Monday, May 7, 2012

A milestone

  So I've stomped around this earth for a while and I haven't gotten this far without help. I'm lucky enough to have my best friend by my side, through thick and thin, the ups and downs and all the of the lessons I have to work through. There's no way I could've done this by myself.
  We met on a blind date, set up by my best friend and his girl friend. I still can't tell you how long we dated, but she broke up with me. Of course I was devastated and to add insult to injury, she moved all the way across the country to New York.
  Again, I couldn't tell you how long it was, but I do know it was my 21st birthday and she was back in California.

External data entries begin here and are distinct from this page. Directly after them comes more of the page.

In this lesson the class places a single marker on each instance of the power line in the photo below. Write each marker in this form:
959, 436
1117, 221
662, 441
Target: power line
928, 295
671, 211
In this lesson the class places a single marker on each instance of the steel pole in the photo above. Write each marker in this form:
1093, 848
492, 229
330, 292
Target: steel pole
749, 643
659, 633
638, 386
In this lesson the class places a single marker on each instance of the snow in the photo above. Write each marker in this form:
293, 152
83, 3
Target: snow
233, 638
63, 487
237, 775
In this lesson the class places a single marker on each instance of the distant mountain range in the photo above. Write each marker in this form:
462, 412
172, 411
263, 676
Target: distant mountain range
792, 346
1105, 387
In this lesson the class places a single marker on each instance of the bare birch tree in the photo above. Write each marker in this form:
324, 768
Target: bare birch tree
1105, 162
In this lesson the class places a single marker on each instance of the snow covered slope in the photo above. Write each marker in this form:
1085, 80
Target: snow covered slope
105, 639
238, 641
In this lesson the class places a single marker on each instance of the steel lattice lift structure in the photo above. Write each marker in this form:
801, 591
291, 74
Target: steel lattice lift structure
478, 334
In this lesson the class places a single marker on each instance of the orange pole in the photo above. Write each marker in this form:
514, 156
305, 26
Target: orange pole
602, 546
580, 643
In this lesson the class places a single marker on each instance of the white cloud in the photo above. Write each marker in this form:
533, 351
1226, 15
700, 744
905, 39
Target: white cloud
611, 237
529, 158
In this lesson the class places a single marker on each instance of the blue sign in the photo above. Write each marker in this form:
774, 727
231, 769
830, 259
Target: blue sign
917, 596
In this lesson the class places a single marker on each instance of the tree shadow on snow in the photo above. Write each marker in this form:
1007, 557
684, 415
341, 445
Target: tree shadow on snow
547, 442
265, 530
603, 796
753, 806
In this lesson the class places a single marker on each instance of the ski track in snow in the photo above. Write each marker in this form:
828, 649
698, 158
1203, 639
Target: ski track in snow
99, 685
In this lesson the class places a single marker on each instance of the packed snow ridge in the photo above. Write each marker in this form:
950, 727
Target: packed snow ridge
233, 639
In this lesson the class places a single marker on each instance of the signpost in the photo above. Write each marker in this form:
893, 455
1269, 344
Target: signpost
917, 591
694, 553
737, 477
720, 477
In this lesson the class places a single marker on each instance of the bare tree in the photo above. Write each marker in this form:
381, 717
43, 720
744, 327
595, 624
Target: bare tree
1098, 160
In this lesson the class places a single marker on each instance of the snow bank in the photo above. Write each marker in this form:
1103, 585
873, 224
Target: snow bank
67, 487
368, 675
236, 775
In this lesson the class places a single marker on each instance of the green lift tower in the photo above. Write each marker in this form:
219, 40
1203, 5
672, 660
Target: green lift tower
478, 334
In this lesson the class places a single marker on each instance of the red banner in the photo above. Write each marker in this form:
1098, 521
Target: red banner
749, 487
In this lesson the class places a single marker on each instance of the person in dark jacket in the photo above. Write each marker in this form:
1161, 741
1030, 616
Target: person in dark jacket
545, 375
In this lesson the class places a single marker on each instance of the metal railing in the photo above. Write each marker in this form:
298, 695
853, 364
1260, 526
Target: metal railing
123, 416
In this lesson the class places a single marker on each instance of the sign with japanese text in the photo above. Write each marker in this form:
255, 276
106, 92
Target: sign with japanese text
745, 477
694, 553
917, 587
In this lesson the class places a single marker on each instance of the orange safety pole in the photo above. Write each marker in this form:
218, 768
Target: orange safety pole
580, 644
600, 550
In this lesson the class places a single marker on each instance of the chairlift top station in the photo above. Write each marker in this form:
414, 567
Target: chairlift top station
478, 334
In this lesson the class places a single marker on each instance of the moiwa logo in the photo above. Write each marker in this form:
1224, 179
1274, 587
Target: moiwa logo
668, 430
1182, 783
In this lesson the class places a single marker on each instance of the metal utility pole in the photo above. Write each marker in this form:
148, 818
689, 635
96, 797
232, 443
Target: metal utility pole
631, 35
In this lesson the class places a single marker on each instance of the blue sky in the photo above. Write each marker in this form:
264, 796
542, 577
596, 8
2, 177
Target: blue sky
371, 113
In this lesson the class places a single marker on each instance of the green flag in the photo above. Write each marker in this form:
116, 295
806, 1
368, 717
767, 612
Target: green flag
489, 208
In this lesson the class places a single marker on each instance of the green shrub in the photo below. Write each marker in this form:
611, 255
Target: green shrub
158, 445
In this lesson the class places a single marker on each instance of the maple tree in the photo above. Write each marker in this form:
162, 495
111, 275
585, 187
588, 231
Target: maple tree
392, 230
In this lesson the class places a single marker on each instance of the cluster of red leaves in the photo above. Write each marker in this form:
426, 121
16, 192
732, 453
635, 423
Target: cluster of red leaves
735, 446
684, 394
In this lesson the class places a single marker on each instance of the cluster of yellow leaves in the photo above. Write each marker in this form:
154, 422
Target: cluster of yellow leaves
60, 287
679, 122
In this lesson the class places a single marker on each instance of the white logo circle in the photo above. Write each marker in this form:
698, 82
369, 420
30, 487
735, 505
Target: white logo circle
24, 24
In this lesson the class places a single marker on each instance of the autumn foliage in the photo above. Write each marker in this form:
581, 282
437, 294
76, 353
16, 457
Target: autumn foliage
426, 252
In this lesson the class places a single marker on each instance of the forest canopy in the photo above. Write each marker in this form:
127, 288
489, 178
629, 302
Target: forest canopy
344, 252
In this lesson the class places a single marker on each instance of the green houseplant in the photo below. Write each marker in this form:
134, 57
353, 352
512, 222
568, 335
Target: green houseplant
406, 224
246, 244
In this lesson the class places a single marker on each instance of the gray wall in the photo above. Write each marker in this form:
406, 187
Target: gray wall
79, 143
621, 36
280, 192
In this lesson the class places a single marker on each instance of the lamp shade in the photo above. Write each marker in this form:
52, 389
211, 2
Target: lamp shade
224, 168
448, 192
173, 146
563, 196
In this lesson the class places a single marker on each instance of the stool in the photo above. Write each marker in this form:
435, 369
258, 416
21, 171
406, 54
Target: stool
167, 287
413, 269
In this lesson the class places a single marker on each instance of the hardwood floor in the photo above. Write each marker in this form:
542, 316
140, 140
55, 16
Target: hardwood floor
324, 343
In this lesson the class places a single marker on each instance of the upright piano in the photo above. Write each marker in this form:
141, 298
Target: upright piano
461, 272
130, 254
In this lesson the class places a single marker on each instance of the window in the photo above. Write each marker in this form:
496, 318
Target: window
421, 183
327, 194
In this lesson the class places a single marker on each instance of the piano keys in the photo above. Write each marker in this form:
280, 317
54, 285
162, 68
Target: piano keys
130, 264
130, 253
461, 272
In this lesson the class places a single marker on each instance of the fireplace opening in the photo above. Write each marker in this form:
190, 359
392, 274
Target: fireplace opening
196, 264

I was asked if it was alright if she went to dinner with us, I agreed and she still hasn't left.
  So, here we are celebrating our 25th wedding anniversary, that's right, 25th. I can't hardly believe it and I'm not gonna tell you it was easy. I take that back, her and I are easy, it's the rest of life that's a challenge. I've heard that most arguments between married people is over money. Well, we've never had a lot of money and we've always taken on the world as a team, us against them, never, me against her.
  So, we've never had too much to argue about and we never wanted a house full of disrespect. Our house is exactly the opposite, lots of music, lots of laughter and over flowing with love for each other. And that was especially true for when our kids were growing up and continues on now.
  So here we are 25 years later and she still thinks I play my music too loud and that I should be nicer and I think she should enjoy punk music played too loud and that she's too nice. She has compassion for them and I want to whip their asses, so we balance each other.
  I've never done anything in a row for this long. No job, no school, hell, not even my kids and I know I'm not that easy to live with, but she's still here. I'm not really sure why, but I do know I love her with every fiber of my being and soul. I would sacrifice everything for her, I would die for her and I would kill for her. I may not be able to give her everything, yet, but I'm working on it.
  There are only two things I can think of that I do without her. I don't work with her and she doesn't surf with me. I don't really want to work with her, but there are times that I would like her to watch me surf so I can show off for her. Cause that's what we do, we show off for our girls.
  Otherwise I need her by my side on this journey and I'm uncomfortable when she's not. I'm going to ask her if she'll do another 25, I'll let you know what she says. And as I've told you guys before, I really work towards balance in my life and that's what she does for me.
  Plus, she bakes me chocolate cake.

1 comment:

  1. That's awesome. Probably the sweetest love note ever. You two have long been role models for me, as parents, as partners. Thanks!